(Last Updated on : 17/12/2013)
In ancient Indian literature, one can find several references of widow marriage. During the Vedic age, widow marriages were allowed among all the castes. According to Narad Purana, there exist three forms of widow marriages, which are as follows:
For a married woman, who fulfilled the rituals of marriage, but did not live with her husband for a single day.
For a woman who after leaving her first husband, comes back to him after parting with her second husband
For a woman, who has been given to any sapinda after her husband expires. Rig-veda prescribes that the widow should give up thinking of her late husband and should accept the marriage proposal of the person who wants to marry her.
The tradition of a widow marrying the brother-in-law of the expired husband was very common. When the dead body of the late husband, was about to be cremated, the dead man's brother took the widow in his custody and married her soon after. This principal is fully supported in the Yaska's Nirukta. "Arise, woman, than art lying by one, whose life is gone, come to the world of the living, away from the husband, and become the wife of him, who grasps thy hand, woos thee as a lover'", is quoted in the Hindu Vedic texts.
Vashishtha and Kautilya in Arthashastra have allowed widow marriage. During the Epic era, the marriage of widows was not restricted. According to Manu Smriti, the women who do not experience sexual intercourse with their first husband can remarry.
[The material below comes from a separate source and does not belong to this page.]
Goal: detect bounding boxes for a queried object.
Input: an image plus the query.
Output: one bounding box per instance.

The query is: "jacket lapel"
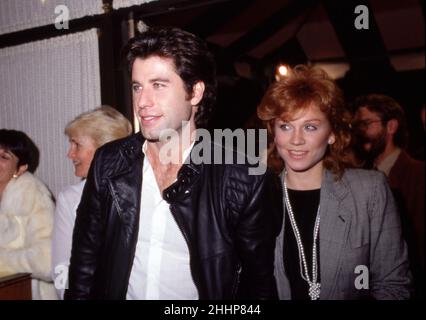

During the middle ages, Chandragupta Vikramaditya married the wife of his dead brother. However, Vashishta and Prashar Smriti are far more liberal in their approach, they believe that if their husband dies, disappears, becomes a saint, is impotent or becomes penniless, the wife can remarry".
From the beginning of 10th to 11th century AD, widow marriages were not encouraged and they were universally prohibited. The sati custom sustained and the condition of the widows in the Hindu society became terrible. Hard line widowhood led to illegitimate sexual relations, kidnapping, prostitution and illicit children. Thus, no woman should be enforced to lead a life of widowhood against her wishes. Every woman wishes to be a mother and therefore child widows and widows without children should be encouraged to remarry. From the humanitarian point of view, for womanhood, the mass should be compassionate about the widows. They too are allowed to lead a happy and complete life. For the freedom of child widows and as a check on immorality widows the government became aware and initiated them to remarry.
The Hindu Widow Remarriage Act of 1856 legalized validity of widow's remarriage. Moreover, Hindu Succession Act, 1956 and Hindu Marriage Act, 1955, also features provisions of remarriage of the widows.